Until he says it, the possibility of breaking up doesn’t seem real. But once it’s out there, once the words are said, I can see that’s where we’re headed. “I don’t—I don’t know,” I sputter. “I mean, I spent all year wanting to see you. And I love you. I do. But—I don’t know.” I look at him and whisper, “Nothing f
eels right.”
He tucks some stray pieces of hair behind his ears. He speaks in a low voice that crackles with emotion. “Are you breaking up with me?”
“I—I guess so.” I start crying again. “I’m so sorry, Wendell.”
He backs away from me. If we hadn’t just broken up, he’d be holding me now. Instead, he rubs his eyes and turns to go.
“Wendell?”
“Good night, Zeeta.” His voice is hoarse, full of pain, and he doesn’t look back.
The pitter-patter of rain on the roof rouses me. I open my eyes, taking in the pale, watery morning light. For a pinprick of a moment, I consider falling back asleep. And then all the events of the previous night rush back to me, and there’s no way I could go to sleep again, even though I’ve only slept for five hours. Groggy, with eyes puffy and red, I plop onto a kitchen chair and pick at some mille-feuilles on the table.

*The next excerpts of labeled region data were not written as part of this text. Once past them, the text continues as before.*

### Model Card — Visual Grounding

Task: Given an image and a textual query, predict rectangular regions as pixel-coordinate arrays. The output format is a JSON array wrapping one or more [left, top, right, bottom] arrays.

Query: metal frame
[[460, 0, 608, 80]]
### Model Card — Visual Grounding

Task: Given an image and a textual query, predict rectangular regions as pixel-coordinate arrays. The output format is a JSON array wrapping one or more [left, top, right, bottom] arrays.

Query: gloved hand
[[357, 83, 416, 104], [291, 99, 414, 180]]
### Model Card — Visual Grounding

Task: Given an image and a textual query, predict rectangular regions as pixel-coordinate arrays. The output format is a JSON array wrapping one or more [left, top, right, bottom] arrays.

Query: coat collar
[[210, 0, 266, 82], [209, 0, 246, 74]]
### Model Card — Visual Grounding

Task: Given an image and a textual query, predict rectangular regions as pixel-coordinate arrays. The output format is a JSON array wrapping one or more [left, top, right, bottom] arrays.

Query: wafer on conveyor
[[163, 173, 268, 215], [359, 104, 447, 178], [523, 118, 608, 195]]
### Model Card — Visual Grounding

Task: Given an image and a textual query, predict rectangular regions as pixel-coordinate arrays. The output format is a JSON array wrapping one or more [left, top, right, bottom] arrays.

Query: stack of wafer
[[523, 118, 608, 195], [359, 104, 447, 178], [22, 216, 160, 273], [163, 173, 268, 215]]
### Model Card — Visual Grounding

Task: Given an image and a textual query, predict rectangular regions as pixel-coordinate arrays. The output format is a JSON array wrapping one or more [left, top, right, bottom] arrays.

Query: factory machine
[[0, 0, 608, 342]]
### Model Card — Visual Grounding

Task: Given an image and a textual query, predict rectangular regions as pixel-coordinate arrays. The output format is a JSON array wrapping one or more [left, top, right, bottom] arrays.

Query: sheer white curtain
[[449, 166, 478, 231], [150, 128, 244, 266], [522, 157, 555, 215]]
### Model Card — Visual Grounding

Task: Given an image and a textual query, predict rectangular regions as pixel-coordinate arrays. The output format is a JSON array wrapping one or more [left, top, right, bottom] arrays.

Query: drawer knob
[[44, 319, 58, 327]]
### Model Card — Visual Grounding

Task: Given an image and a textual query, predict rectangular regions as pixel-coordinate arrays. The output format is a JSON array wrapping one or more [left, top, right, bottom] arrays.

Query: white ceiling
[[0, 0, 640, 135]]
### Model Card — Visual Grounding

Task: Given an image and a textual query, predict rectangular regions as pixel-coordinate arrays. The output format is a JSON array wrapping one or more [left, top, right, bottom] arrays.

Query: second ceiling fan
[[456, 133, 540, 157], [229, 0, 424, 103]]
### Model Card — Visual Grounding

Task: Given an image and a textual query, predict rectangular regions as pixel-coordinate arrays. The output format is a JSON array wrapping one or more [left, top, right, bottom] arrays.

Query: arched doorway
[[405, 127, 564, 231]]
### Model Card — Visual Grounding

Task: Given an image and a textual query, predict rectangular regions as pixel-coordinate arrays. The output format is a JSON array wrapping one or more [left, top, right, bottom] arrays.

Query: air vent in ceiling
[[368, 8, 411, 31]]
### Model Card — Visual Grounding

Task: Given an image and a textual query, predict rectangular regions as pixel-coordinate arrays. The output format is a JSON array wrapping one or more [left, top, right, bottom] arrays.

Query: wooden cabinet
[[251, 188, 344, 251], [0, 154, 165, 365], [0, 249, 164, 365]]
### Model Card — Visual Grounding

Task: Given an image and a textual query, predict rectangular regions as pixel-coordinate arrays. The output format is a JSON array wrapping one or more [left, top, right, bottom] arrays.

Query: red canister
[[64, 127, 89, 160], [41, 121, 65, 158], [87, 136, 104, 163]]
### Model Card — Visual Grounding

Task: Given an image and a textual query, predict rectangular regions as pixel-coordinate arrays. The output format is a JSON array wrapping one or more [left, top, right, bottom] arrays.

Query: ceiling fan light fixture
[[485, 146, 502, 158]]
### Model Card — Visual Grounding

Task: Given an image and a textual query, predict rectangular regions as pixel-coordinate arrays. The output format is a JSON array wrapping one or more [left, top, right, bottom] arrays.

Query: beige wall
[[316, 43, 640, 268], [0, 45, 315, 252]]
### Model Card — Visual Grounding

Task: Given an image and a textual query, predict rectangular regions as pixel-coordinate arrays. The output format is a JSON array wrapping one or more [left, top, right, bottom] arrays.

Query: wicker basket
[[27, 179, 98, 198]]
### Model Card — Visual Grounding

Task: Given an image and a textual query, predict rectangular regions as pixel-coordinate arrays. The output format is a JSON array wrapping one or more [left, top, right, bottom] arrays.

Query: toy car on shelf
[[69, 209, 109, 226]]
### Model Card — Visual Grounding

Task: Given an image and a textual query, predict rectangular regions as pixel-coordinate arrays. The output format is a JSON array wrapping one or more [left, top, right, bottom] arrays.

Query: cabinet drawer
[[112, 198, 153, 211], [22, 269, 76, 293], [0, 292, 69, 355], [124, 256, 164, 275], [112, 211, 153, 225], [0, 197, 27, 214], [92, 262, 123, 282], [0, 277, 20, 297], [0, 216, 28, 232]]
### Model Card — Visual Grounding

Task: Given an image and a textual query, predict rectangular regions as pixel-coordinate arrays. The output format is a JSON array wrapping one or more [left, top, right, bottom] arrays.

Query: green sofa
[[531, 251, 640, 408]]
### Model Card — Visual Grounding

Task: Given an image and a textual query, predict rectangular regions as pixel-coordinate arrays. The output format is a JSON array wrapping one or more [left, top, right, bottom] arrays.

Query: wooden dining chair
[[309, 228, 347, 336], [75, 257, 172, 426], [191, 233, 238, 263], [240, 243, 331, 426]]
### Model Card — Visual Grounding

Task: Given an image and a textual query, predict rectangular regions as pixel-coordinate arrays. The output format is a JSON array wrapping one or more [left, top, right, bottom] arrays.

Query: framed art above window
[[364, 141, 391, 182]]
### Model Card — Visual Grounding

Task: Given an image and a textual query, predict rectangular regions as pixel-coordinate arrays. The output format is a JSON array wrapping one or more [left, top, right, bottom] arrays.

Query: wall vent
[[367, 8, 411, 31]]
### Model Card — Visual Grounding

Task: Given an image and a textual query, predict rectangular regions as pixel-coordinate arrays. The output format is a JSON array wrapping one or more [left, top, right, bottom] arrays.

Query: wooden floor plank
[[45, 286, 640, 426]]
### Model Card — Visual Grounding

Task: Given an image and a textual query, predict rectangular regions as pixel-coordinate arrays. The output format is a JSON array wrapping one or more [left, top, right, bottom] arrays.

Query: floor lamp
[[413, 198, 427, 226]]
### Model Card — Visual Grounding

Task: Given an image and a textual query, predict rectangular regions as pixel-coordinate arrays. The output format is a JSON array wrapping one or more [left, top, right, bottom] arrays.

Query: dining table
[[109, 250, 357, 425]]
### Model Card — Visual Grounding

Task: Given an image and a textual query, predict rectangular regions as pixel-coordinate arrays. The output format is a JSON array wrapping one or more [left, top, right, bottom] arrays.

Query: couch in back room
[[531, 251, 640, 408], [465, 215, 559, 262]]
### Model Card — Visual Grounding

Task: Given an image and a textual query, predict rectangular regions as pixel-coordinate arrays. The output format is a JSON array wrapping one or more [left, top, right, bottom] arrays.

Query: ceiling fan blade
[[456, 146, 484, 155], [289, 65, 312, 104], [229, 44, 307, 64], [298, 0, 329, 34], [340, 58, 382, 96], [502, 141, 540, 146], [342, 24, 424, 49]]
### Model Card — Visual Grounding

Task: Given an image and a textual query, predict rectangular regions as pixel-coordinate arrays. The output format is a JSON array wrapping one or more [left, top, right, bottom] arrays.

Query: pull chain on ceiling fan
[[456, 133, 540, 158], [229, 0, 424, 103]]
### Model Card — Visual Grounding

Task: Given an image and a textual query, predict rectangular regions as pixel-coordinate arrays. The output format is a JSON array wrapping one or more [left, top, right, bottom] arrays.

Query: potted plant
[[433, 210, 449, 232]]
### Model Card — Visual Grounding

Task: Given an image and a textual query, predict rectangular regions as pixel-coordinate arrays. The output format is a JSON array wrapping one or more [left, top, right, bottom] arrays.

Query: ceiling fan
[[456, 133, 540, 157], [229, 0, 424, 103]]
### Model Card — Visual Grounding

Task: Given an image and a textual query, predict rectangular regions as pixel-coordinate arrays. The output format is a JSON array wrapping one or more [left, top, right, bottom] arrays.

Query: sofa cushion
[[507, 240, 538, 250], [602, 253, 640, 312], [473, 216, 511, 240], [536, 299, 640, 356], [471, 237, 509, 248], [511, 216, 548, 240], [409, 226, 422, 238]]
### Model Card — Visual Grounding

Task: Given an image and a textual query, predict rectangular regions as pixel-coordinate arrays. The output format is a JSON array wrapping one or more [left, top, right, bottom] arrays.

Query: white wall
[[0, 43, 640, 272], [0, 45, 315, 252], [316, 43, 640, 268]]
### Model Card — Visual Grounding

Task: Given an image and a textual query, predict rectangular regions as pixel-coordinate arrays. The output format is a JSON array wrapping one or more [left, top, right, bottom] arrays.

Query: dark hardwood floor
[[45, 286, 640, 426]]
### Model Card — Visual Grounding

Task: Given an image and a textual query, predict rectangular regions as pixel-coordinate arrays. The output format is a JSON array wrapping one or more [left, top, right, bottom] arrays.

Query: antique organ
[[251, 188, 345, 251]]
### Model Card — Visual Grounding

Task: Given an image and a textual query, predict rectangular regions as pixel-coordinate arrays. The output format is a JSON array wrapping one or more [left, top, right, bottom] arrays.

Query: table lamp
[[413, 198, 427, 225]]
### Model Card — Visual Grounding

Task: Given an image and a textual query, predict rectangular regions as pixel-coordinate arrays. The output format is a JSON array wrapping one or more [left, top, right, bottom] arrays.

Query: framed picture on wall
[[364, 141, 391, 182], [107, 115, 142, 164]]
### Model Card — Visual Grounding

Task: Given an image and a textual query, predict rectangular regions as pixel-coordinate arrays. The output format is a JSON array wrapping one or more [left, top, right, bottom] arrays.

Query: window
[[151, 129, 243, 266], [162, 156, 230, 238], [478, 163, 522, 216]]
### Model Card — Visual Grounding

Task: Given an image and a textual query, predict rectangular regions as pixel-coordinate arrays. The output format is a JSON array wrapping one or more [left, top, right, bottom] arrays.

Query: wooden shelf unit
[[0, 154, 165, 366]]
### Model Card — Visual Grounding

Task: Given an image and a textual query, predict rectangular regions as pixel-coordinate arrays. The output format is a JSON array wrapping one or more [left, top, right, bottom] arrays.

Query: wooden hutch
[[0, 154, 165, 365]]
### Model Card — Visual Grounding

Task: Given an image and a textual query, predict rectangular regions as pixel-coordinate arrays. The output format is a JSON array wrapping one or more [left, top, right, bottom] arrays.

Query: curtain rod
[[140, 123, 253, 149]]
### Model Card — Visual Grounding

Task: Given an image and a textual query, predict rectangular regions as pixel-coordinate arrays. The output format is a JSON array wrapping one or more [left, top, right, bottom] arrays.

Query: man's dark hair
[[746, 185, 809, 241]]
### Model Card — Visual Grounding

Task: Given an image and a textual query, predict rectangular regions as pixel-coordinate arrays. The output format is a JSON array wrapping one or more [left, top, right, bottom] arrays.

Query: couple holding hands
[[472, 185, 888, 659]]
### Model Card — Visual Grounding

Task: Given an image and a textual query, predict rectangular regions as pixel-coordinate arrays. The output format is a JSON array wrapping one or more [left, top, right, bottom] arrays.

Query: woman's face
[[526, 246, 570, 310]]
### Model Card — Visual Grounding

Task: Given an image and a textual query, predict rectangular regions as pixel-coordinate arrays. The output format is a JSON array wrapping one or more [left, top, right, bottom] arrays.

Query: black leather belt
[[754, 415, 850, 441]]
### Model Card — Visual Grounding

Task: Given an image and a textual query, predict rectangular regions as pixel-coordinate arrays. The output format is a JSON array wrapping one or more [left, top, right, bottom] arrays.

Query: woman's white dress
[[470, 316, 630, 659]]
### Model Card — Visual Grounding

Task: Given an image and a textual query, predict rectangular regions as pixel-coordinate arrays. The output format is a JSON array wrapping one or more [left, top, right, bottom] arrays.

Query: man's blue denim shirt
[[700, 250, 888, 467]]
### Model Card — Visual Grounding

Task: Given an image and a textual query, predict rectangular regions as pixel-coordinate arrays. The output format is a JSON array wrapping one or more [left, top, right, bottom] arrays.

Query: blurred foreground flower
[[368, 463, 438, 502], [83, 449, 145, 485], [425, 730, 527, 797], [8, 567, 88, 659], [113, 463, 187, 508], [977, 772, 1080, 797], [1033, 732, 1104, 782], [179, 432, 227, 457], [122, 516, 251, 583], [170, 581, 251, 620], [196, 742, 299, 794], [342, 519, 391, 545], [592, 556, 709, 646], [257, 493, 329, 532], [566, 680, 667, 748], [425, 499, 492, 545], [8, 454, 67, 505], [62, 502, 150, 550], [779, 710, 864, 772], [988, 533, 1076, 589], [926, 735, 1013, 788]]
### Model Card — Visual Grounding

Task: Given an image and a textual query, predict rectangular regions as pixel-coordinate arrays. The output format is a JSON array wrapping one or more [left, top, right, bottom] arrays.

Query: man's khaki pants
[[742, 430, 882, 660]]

Layla wanders in and pours herself tea. “Hello, love.”
“Hey.”
She opens a jar of lavender honey and takes a deep sniff before spooning some into her tea. She splurged on the honey at the market, spent as much as I’d budgeted for an entire day’s meals. She insisted she’d use it sparingly. “I’ll smell it and look at it through sunshine a lot, Z,” she claimed. “Eating it’s only a little piece of the pleasure.”
As she’s stirring her tea, she must notice my misery, because she says with concern, “What’s wrong, Z? Are you still upset about J.C.’s letters?”
There’s no easy way to break the news. I stare at the steam over her cup, avoiding her eyes. “I broke up with him.”
Once she absorbs what I’ve said, she hugs me. “I’m so sorry, love.” She seems sad, but not exactly surprised. Then, hesitantly, she asks in a low voice, “Is there someone else?”
I stare at the rain streaming down the pane, tiny silver pathways. “I don’t know. I guess there could be.” I’m reluctant to admit he’s a nomadic street musician whose father figure is an eccentric clown. It would just be too in-your-face obvious that I’m following Layla’s well-trodden relationship path. “I’m just like you, aren’t I, Layla?”